The Board of Selectmen is recommending that the town continue to lease property at 5 Kennebec St., where the town office has relocated since last July. The property is owned by William and Jan Lynds and would cost the town $25,000 to lease for two years.

The special Town Meeting will be held at 7 p.m. Monday at the Garret Schenck Elementary School.

“We need everyone who wants to have a say in the decision to be there,” said Arnold Luce, who is chairman of both the Board of Selectmen and the building committee. “It’s a fairly big decision for the town, and the more people we have the better.”

Other options on the meeting warrant include leasing property at 19 Main St. in North Anson or 51 New Portland Road in North Anson.

The 19 Main St. property is owned by Jason B. Lattin and would cost the town $65,124 to rent for three years. The cost would be paid in a monthly rent of $1,809.

The 51 New Portland Road property, which Luce said is the least preferable to the board and committee, is owned by Bruce and Crystal Manzer. The town could use the building for two years rent free, but would have to pay to make improvements needed for office space. The cost of the repairs is unknown, said Luce.

All of the options represent short-term fixes to the town office situation, which has been of concern since the annual Town Meeting in March, when residents voted against using $35,000 from the town’s property reserve account to clean and renovate the town office at 62 Main St.

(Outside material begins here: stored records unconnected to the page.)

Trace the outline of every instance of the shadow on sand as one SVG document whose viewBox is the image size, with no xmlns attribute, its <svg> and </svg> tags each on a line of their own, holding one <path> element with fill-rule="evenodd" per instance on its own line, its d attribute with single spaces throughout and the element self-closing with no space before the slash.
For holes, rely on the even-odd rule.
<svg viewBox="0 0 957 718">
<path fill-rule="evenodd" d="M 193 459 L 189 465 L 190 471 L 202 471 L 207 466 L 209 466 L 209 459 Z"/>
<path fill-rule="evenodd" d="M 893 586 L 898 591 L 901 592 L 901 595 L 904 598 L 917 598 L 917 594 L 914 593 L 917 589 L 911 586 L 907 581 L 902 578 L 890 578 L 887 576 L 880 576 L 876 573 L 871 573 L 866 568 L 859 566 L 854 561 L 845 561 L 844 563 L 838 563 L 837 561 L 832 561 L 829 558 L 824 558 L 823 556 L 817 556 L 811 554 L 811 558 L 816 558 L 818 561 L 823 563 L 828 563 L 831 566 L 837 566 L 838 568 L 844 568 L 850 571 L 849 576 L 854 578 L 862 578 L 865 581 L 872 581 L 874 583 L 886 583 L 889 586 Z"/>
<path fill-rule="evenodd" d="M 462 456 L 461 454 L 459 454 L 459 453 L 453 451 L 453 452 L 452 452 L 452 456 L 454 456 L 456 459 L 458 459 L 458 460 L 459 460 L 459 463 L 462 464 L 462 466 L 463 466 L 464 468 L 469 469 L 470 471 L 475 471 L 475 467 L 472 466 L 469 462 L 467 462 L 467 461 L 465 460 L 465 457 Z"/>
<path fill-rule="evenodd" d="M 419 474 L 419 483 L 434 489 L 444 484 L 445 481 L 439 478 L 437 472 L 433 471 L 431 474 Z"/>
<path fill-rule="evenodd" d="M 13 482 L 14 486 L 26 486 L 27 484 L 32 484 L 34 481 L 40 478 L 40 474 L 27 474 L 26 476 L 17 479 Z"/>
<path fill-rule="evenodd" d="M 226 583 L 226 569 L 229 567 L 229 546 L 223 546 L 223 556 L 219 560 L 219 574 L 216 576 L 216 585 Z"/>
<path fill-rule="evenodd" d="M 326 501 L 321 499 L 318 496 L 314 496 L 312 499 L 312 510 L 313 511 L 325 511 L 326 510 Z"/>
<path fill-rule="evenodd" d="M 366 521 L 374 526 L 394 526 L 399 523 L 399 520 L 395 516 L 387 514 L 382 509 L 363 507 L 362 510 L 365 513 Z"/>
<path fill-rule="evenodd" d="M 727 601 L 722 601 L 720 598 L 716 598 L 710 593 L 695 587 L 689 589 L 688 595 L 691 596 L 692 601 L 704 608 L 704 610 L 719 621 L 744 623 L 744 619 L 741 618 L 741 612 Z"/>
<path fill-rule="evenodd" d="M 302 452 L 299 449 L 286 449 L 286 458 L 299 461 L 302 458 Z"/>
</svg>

The building is more than 100 years old and in the last year has had air quality and odor problems because of a rodent infestation, sewer gas leaks and mold in the basement.

“The town people didn’t want to fix it, so it hasn’t been brought back up. It could be brought up again, but these are other options,” said Luce. In the long term, he said the town will need to come up with more affirmative plans, whether they include buying and renovating a building, building a new town office or the possibility of the local school district consolidating and giving up a building.

Although not listed on the meeting warrant, there is a possibility to buy the 5 Kennebec St. property for $100,000, to be paid over three years, said Luce.

As it is, the building doesn’t have enough meeting space, and selectmen are still meeting in the 62 Main St. building, but Luce said the building could be renovated to fit the town’s needs.

The current lease on the building is up in September.